Silanes are silicon hydrides of general formula `Si_(n)Hn_(2n+2)` and have several applications. From the data given below, the bond dissociation enthalpy of `Si-Si` bond `("in kJ mol"^(-1))` is
Given:
`DeltaH` of the reaction
`2Si(s)+3H_(2)(g)rarrSi_(2)H_(6)(g)" is "80.3 kJ mol"^(-1)`
Bond dissociation enthalpy for `H-H=436" kJ mol"^(-1)`
Bond dissociation enthalpy for `Si-H=304" kJ mol"^(-1)`
`Delta_(f)H[Si(g)]="450 kJ mol"^(-1)`

To find the bond dissociation enthalpy of the Si-Si bond, we can use the given reaction and the bond dissociation enthalpies provided.
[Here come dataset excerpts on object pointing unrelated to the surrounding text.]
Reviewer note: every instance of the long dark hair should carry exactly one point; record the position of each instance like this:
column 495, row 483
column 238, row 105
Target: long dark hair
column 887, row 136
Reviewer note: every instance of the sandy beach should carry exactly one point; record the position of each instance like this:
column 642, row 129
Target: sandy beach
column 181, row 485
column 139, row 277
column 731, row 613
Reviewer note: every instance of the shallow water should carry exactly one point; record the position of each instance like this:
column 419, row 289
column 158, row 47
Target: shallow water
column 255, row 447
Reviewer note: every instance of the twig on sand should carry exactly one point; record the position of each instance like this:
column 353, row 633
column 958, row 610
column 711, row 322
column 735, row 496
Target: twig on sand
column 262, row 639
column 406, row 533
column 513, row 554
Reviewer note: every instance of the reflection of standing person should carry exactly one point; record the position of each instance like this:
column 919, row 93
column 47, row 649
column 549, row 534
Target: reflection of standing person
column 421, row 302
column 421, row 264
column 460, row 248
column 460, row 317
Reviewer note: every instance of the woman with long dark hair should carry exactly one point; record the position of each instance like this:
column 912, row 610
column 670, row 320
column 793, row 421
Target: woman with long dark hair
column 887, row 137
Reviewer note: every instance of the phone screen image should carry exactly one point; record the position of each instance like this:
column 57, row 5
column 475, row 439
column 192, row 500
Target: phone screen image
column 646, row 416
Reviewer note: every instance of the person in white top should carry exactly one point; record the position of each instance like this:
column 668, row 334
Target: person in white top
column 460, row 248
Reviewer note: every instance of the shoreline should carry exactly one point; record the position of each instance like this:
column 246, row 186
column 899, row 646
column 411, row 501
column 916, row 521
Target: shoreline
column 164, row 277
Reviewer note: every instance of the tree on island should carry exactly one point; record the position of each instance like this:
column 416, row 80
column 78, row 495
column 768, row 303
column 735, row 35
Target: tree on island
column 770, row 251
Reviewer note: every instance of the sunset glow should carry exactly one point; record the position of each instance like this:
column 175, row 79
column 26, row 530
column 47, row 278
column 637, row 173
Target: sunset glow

Let's break down the steps to solve this problem. ### Step 1: Write the Reaction The reaction given is: \[ 2 \text{Si(s)} + 3 \text{H}_2(g) \rightarrow \text{Si}_2\text{H}_6(g) \] The enthalpy change for this reaction is given as \( \Delta H = 80.3 \, \text{kJ mol}^{-1} \). ### Step 2: Convert Solid Silicon to Gaseous Silicon To convert silicon from solid to gaseous form, we need to consider the enthalpy of sublimation. The enthalpy change for converting 2 moles of solid silicon to gaseous silicon is: \[ 2 \times \Delta H_{\text{sublimation}} = 2 \times 450 \, \text{kJ mol}^{-1} = 900 \, \text{kJ} \] ### Step 3: Break the H-H Bonds We need to break 3 moles of H-H bonds. The bond dissociation enthalpy for H-H is given as \( 436 \, \text{kJ mol}^{-1} \). Thus, the energy required to break these bonds is: \[ 3 \times 436 \, \text{kJ} = 1308 \, \text{kJ} \] ### Step 4: Form the Bonds in Si2H6 In the product Si2H6, we have: - 1 Si-Si bond - 6 Si-H bonds The bond dissociation enthalpy for Si-H is given as \( 304 \, \text{kJ mol}^{-1} \). Therefore, the energy released when forming these bonds is: - For Si-H bonds: \( 6 \times 304 \, \text{kJ} = 1824 \, \text{kJ} \) - For Si-Si bond: Let the bond dissociation enthalpy of Si-Si be \( x \). ### Step 5: Set Up the Enthalpy Equation The overall enthalpy change for the reaction can be expressed as: \[ \Delta H = \text{Energy input} - \text{Energy output} \] Substituting the values we have: \[ 80.3 = (900 + 1308) - (1824 + x) \] ### Step 6: Solve for x Rearranging the equation gives: \[ 80.3 = 2208 - 1824 - x \] \[ 80.3 = 384 - x \] \[ x = 384 - 80.3 = 303.7 \, \text{kJ mol}^{-1} \] Thus, the bond dissociation enthalpy of the Si-Si bond is approximately: \[ \boxed{304 \, \text{kJ mol}^{-1}} \]